Wednesday, May 18, 2016

An Introduction to Hive

Big Data
An Introduction to Hive
Apache Hive is a data warehouse infrastructure built on top of Hadoop for providing data summarization, query, and analysis. HiveQL, which is an SQL-like language provided by Hive, provides a mechanism to project structure onto the data and query the data. Also this language allows traditional map/reduce programmers to plug in their custom mappers and reducers when it is inconvenient or inefficient to express this logic in HiveQL.
Hive features include:
·         Tools to enable easy data extract/transform/load (ETL).
·         A mechanism to impose structure on a variety of data formats.
·         Access to files stored either directly in Apache HDFS or in other data storage systems such as Apache HBase.
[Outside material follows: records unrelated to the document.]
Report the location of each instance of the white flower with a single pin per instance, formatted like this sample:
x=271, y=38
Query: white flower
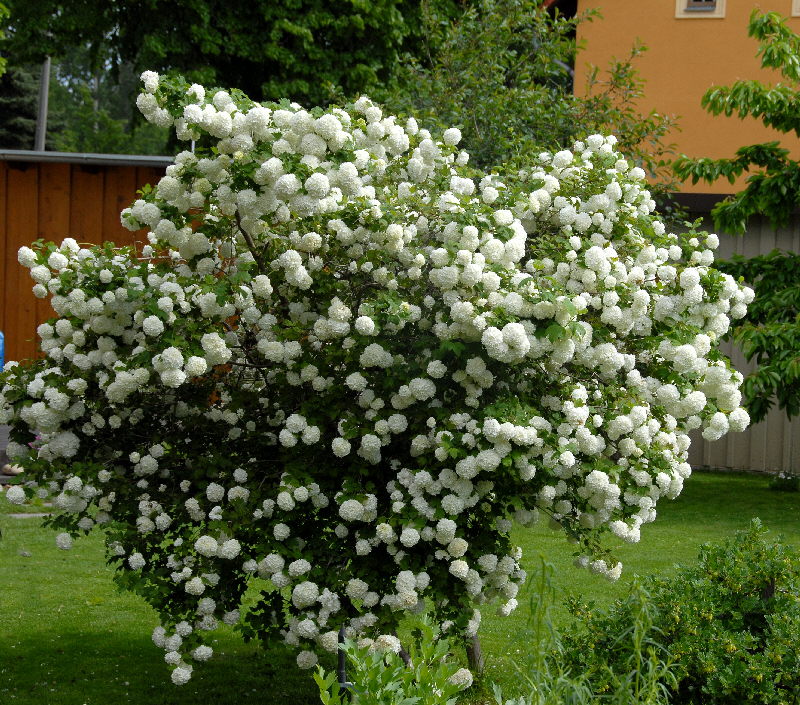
x=351, y=510
x=152, y=326
x=206, y=546
x=461, y=678
x=229, y=549
x=452, y=136
x=195, y=586
x=306, y=659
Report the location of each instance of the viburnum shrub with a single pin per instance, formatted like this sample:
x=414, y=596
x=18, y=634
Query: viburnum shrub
x=346, y=362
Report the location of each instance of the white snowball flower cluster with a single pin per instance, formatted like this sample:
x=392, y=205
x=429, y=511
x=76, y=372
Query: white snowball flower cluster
x=344, y=363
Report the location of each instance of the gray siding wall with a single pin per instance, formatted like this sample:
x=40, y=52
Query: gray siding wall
x=774, y=444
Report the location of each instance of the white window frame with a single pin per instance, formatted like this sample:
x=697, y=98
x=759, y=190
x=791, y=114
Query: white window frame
x=718, y=12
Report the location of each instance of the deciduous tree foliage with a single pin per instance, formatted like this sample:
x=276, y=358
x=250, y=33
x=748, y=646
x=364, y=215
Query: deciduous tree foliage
x=770, y=334
x=293, y=48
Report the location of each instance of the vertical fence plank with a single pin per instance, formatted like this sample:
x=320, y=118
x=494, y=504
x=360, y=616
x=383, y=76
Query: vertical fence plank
x=21, y=229
x=54, y=210
x=119, y=191
x=5, y=249
x=86, y=213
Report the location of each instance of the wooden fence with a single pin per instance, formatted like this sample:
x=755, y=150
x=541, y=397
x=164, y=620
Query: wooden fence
x=54, y=196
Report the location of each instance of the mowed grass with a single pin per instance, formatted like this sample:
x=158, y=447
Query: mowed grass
x=67, y=637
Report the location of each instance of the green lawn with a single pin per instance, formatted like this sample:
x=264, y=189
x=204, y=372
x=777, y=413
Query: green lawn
x=68, y=638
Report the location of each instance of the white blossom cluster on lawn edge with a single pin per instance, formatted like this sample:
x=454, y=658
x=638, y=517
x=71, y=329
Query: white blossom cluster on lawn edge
x=345, y=362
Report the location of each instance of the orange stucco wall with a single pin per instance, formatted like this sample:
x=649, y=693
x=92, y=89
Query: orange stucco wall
x=685, y=57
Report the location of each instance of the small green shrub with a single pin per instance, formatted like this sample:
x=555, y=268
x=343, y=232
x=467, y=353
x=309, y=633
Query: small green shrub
x=731, y=624
x=379, y=675
x=551, y=677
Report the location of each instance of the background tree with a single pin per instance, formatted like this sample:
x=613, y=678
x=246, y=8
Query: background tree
x=770, y=333
x=513, y=58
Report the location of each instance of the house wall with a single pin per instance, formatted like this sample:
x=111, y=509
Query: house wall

·         Query execution via MapReduce.
·         Best used for batch jobs over large sets of append-only data (like web logs).
·         Targeted towards users comfortable with SQL.
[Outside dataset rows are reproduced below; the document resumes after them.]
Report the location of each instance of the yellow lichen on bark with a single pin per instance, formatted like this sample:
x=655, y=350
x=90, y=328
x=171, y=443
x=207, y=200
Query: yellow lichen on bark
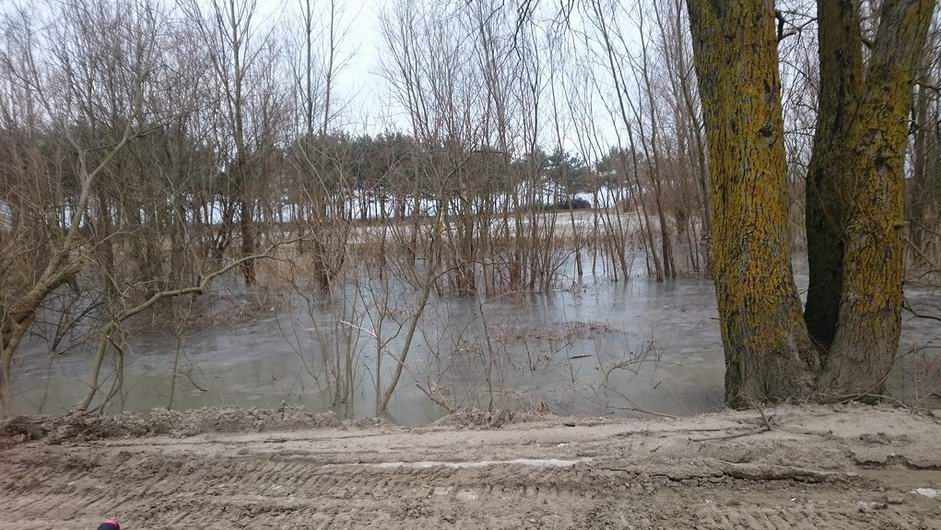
x=867, y=335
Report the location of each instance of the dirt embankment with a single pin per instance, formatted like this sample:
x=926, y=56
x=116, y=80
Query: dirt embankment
x=794, y=467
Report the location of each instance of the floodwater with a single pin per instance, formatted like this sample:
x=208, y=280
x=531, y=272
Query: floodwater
x=593, y=347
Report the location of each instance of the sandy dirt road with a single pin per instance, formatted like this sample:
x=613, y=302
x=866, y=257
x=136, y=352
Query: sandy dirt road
x=845, y=467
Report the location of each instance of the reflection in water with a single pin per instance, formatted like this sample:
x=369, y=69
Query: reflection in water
x=597, y=348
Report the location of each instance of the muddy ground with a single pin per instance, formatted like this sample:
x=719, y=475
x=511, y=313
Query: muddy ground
x=795, y=467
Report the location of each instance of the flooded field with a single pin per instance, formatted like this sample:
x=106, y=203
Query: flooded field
x=594, y=347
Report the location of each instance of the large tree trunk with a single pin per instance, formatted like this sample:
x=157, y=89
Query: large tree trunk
x=841, y=86
x=867, y=336
x=769, y=355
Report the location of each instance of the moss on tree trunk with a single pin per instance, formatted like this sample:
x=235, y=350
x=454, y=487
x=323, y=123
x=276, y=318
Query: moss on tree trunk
x=769, y=355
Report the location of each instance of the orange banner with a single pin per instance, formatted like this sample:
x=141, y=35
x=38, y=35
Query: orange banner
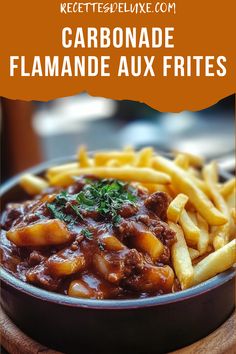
x=173, y=56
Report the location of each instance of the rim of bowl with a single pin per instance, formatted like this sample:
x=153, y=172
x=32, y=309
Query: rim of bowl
x=115, y=304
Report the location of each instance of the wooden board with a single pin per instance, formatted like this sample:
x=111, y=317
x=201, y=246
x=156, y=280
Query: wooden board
x=222, y=341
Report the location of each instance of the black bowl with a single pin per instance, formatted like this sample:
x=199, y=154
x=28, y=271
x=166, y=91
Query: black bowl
x=152, y=325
·         Abstract complexity of Hadoop.
·         Developed by Facebook and contributed to community.
·         QL can also be extended with custom scalar functions (UDF's), aggregations (UDAF's), and table functions (UDTF's).
·         There is no such thing as “Hive Format” that has to be used to read or write data in Hive. Hive works equally well on Thrift, control delimited, or any of your specialized data formats.
·         By default, Hive stores metadata in an embedded Apache Derby database, and other databases like MySQLcan optionally be used.
·         Currently, there are four file formats supported in Hive, which are TEXTFILE, SEQUENCEFILE, ORC andRCFILE.
Hive applications include:
·         Data Mining
·         Document Indexing
·         Predictive modeling, and Hypothesis testing
·         Customer-facing Business Intelligence (e.g., Google Analytics)
·         Log processing
·         Hive is not designed for OLTP workloads and does not offer real-time queries or row-level updates.
Hive Components:
The figure below shows the major components of Hive and its interactions with Hadoop.
The main components of Hive are:
·         Shell: It allows interactive queries (CLI) like MySQL shell connected to database. It also supports web and JDBC client.
·         Thrift Server: This server exposes a very simple client API to execute HiveQL statements.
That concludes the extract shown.